Travel search engine Liligo.com just released a travel trends report (commissioned by research org YouGov), and it showed that aside from traveling together, even just the stress from planning a trip along can be enough to make partners in a newer relationship veer toward a breakup.

These rather dire results show nearly a quarter of Americans agree that travel habits are a potential deal breaker in a relationship, and a third of millennials agree that travel habits could make or break a relationship (23 percent of Americans overall feel the same way).

Even worse, one in 12 couples admits to having argued over poor travel planning, and one in eight women reveals she's gotten in a travel-related argument — as compared to just one in 20 men. This is even worse if you consider it comes at a time when Americans are traveling abroad ever more frequently — 2015 marked a 7.6 percent increase from the year before. Meaning, there’s a whole lot of relationships in a lot of trouble right about now thanks to good travel intentions!

How you travel is a great indicator of how you comport yourself in daily life — guard down, no filter — and this could expose vulnerable couples just starting out. “This is exactly why I send serious clients on make-or-break vacation dates within the first eight dates with people who have real potential [for] relationships,” says dating expert Laurel House, star of E!’s Famously Single.
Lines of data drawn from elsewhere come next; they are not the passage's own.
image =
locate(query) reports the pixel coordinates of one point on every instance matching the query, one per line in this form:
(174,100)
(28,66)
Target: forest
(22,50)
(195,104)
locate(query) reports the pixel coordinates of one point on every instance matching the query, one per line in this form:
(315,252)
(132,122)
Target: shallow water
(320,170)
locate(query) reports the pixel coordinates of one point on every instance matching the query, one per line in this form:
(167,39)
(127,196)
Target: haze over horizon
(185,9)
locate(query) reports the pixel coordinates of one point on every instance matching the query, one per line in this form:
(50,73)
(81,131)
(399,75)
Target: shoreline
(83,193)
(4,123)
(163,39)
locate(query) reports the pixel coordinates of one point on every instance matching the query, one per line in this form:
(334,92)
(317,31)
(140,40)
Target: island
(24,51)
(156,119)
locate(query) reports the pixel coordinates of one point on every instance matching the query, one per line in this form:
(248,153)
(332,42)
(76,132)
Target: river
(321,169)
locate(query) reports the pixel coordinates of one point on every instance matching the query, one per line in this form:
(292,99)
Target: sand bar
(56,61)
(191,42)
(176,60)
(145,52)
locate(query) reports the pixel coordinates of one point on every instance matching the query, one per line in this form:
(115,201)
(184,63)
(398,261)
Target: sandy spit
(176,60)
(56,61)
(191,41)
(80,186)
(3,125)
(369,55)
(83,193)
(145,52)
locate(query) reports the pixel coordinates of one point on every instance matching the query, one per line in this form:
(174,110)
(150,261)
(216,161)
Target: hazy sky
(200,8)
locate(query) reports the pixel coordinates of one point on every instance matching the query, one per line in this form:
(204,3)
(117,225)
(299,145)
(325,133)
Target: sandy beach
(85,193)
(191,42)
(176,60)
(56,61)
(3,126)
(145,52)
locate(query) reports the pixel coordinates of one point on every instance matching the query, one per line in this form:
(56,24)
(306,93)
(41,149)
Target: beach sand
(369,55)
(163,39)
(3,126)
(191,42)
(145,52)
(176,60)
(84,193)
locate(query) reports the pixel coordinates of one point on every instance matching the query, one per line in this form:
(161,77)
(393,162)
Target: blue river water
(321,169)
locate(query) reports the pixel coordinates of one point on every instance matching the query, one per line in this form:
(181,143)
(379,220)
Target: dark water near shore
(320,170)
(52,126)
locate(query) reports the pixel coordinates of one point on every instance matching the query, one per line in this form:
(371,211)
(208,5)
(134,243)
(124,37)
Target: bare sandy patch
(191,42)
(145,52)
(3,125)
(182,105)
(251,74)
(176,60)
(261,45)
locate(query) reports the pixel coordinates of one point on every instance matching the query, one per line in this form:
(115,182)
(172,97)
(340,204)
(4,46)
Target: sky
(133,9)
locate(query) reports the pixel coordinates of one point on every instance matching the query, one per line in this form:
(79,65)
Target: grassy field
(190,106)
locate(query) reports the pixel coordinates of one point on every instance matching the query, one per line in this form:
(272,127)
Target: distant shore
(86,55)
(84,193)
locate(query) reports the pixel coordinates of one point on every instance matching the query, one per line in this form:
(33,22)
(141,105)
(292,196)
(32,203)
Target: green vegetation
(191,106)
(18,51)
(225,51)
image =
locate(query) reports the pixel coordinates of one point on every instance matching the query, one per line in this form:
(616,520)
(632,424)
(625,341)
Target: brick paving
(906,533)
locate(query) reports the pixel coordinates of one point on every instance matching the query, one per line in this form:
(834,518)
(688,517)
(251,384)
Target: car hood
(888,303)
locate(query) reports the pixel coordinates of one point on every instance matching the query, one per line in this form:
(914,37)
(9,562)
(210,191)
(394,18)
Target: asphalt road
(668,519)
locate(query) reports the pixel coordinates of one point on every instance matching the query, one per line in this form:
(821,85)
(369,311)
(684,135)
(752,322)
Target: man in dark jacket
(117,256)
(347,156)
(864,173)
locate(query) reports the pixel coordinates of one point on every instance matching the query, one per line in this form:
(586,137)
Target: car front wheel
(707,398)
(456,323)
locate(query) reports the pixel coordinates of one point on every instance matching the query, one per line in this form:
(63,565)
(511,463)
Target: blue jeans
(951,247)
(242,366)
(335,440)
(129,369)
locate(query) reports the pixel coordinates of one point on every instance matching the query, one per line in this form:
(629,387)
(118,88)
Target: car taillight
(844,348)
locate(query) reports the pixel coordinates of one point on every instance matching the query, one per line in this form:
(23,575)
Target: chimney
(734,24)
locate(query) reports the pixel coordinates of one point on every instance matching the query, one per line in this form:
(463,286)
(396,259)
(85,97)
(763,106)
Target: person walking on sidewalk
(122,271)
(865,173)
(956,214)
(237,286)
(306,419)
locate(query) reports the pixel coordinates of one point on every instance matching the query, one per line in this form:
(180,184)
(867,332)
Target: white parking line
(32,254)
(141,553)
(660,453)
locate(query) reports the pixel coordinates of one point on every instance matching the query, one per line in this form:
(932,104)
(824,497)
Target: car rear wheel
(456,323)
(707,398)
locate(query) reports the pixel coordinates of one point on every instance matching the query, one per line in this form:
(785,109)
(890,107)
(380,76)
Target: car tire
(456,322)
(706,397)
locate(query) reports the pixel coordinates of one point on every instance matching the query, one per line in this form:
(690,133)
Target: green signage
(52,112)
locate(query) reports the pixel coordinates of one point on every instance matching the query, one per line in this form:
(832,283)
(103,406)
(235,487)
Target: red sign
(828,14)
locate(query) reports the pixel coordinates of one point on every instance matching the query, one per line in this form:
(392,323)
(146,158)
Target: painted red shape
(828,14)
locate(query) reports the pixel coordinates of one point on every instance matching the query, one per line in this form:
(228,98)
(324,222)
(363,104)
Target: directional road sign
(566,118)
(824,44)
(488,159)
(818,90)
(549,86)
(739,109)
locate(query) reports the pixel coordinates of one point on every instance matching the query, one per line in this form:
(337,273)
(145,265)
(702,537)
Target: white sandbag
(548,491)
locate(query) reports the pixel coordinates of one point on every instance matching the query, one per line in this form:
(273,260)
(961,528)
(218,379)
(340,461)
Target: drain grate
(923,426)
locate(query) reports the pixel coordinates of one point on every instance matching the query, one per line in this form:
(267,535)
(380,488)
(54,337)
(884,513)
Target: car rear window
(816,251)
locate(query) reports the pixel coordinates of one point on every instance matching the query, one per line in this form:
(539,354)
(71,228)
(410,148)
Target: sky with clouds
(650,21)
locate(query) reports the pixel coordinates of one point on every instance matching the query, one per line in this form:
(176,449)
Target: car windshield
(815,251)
What your travel style and purpose is, how much you pack, what you pack, how you plan, where you plan on going, what you like to do, how you schedule (or don't) your time, how you treat those around you, how you wake up and go to sleep, how your attitude fluctuates, and what your interests and habits are will all come into play. “

House adds, "A vacation is an environment that encourages transparency — one that isn’t about being on all the time, but is instead about being real. You learn a lot about a person when traveling together."

Vacations can help filter out extraneous things surrounding new relationship allowing you to focus on your partner and get clear on if you are good for each other or not. But before you travel, be clear on your dating purpose, or you may end up traveling home solo!